Am kommenden Montag wird die unabhängige Expertenkommission von Ronald Rohrer ihren Bericht zum Covid-19-Management des Landes Tirol vorlegen. Im Fokus steht dabei Ischgl.

Recherchen von Profil und ZiB2, die auf Ermittlungsakten der Staatsanwaltschaft fußen, wirbeln im Vorfeld der Präsentation des Reports einmal mehr Staub auf. Sie legen nahe, dass die Behörden in den ersten Märztagen zunächst versuchten, Ischgl "aus dem Schussfeld" zu halten.

Der Umgang mit den ersten Hinweisen

Einmal mehr geht es dabei um die Reaktion der Verantwortlichen auf die am 5. März erhaltene Information, dass 14 isländische Ischgl-Urlauber in ihrer Heimat positiv auf das Coronavirus getestet wurden. Wie mehrfach berichtet, vermeldete das Land an jenem Tag, dass sich die Gäste beim "Rückflug im Flugzeug mit dem Coronavirus angesteckt haben" dürften.

Laut Profil schlug der für Ischgl zuständige Bezirkshauptmann von Landeck Markus Maaß in einer Mail an Landesamtsdirektor Herbert Forster vor, diese Presseaussendung auf zwei Isländer zu fokussieren, die angegeben hatten, sich im Flugzeug angesteckt zu haben. Und das "nach Rücksprache mit HLH (Anm: Herr Landeshauptmann)". Nachsatz von Maaß: "Dann hätten wir Ischgl vorerst aus dem Schussfeld."

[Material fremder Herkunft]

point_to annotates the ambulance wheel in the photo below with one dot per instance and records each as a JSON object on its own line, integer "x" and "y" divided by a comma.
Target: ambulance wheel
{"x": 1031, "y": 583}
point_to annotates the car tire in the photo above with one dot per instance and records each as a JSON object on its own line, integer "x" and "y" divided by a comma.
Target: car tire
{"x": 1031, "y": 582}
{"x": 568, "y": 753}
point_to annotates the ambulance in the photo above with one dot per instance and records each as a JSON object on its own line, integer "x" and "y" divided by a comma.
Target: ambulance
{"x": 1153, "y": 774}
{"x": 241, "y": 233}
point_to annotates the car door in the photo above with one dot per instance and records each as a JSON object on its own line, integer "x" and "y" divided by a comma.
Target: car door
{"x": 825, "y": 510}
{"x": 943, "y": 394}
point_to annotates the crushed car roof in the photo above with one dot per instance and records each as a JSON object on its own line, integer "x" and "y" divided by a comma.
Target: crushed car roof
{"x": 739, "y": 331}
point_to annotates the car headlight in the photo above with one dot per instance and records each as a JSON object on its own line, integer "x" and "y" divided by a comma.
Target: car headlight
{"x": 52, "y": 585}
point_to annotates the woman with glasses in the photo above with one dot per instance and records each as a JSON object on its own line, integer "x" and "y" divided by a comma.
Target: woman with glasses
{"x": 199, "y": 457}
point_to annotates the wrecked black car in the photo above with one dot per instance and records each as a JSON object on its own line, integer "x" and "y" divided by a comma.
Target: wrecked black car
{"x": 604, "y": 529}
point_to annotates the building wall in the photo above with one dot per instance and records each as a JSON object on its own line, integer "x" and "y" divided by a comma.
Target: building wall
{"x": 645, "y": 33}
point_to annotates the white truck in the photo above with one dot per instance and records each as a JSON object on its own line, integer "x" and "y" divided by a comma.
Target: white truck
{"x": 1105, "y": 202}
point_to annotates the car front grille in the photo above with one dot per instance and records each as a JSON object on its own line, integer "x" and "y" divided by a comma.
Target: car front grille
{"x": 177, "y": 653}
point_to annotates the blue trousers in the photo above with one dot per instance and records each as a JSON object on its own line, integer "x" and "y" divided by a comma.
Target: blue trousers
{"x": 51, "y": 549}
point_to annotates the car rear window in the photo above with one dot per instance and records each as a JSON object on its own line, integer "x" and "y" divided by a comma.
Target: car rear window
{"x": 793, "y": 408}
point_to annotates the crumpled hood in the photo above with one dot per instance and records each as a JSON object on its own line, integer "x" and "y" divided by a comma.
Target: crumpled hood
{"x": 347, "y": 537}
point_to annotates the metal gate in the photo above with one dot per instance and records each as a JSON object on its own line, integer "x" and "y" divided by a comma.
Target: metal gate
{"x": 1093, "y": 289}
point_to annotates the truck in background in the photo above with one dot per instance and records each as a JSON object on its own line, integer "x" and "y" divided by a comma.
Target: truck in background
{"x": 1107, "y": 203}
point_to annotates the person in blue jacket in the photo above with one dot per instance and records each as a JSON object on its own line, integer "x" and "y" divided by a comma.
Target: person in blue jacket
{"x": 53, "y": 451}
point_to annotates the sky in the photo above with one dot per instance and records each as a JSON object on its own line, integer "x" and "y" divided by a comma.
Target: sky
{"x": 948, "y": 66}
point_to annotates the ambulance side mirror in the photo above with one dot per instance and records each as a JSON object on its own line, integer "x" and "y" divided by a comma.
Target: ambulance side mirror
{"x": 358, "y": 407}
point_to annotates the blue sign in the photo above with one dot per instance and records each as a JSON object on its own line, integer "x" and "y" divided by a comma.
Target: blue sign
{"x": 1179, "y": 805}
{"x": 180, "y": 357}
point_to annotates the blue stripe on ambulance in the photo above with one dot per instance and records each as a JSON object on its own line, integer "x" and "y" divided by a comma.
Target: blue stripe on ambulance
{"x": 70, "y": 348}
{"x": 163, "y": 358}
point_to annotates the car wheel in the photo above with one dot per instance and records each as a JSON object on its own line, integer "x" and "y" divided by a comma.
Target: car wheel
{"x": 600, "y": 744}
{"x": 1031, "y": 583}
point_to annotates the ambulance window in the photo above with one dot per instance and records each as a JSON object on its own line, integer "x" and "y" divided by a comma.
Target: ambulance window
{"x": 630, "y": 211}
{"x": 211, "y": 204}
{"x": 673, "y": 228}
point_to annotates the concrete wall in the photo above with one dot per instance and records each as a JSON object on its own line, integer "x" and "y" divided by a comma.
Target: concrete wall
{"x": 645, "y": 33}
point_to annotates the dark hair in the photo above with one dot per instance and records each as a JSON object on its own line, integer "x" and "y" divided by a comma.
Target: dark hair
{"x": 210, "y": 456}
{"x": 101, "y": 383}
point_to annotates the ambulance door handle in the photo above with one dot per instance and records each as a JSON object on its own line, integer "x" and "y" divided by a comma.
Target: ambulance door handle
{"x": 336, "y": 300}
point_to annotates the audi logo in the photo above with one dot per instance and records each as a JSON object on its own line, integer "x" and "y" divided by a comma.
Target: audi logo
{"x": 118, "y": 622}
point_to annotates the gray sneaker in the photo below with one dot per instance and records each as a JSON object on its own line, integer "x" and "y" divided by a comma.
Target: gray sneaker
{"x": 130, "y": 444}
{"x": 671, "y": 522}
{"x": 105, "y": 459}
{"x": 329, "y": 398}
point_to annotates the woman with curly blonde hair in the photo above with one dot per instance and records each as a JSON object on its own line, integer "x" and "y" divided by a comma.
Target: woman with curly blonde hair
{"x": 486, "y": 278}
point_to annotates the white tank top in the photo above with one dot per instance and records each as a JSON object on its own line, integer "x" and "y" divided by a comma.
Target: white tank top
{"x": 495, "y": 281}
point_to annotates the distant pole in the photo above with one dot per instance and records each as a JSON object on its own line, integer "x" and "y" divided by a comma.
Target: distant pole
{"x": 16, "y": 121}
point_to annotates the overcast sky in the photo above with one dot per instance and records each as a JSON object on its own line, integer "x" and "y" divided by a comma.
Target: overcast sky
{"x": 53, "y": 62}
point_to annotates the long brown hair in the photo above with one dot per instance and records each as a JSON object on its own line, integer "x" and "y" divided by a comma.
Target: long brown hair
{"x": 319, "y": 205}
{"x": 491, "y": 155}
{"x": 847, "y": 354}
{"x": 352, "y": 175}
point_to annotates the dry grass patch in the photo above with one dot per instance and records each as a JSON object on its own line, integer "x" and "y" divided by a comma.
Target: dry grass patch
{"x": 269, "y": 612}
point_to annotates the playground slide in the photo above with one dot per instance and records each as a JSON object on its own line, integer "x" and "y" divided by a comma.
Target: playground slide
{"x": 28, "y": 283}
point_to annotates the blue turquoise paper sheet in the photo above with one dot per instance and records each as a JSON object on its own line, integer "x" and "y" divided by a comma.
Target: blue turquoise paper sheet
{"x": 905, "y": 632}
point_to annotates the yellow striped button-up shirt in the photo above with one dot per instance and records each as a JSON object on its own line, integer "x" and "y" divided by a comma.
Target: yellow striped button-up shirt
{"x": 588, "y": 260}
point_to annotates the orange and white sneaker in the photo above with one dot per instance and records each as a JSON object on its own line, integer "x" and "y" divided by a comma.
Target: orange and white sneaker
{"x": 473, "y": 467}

Im Büro von Günther Platter (ÖVP) verweist man auf eine Stellungnahme des Landes, in der "die Interpretation, dass sich der Landeshauptmann und der Bezirkshauptmann darüber unterhalten haben, dass sich Ischgl im 'Schussfeld' befindet", nicht zutreffend sei.

Das Mail im Wortlaut: Lieber Herbert, nach Rücksprache mit HLH hier die beiden E-Mail von zwei infizierten Personen. Sie geben an im Flugzeug von München nach Island infiziert worden zu sein. Das wäre für eine Allfällige Presseausendung der Abt. Öff. wichtig. Damit hätten wir Ischgl vorerst aus dem Schussfeld.“

"Wahrscheinlich viele Krankheitsfälle"

Am 7. März wird dann der inzwischen berühmte Barkeeper des Kitzloch in Ischgl als erster Fall direkt im Ort positiv getestet. Après-Ski-Partys gelten heute als der Inbegriff von Super-Spreader-Events. Die Einschätzung des Tiroler Landessanitätsdirektion vom 8. März verwunderte allerdings bereits in den damaligen Anfängen der Pandemie in Österreich.

"Eine Übertragung des Coronavirus auf Gäste der Bar ist aus medizinischer Sicht eher unwahrscheinlich", hieß es damals. Am selben Tag soll jedoch bereits eine Mitarbeiterin der Landessanitätsdirektion laut Protokoll des Tiroler Krisenstabes berichtet haben, dass zehn der 14 positiv getesteten Isländer Ende Februar im "Kitzloch" waren.

Das Fazit der Mitarbeiterin laut Profil und ZiB2: "Wahrscheinlich viele Krankheitsfälle zu erwarten in Zusammenhang mit der Bar."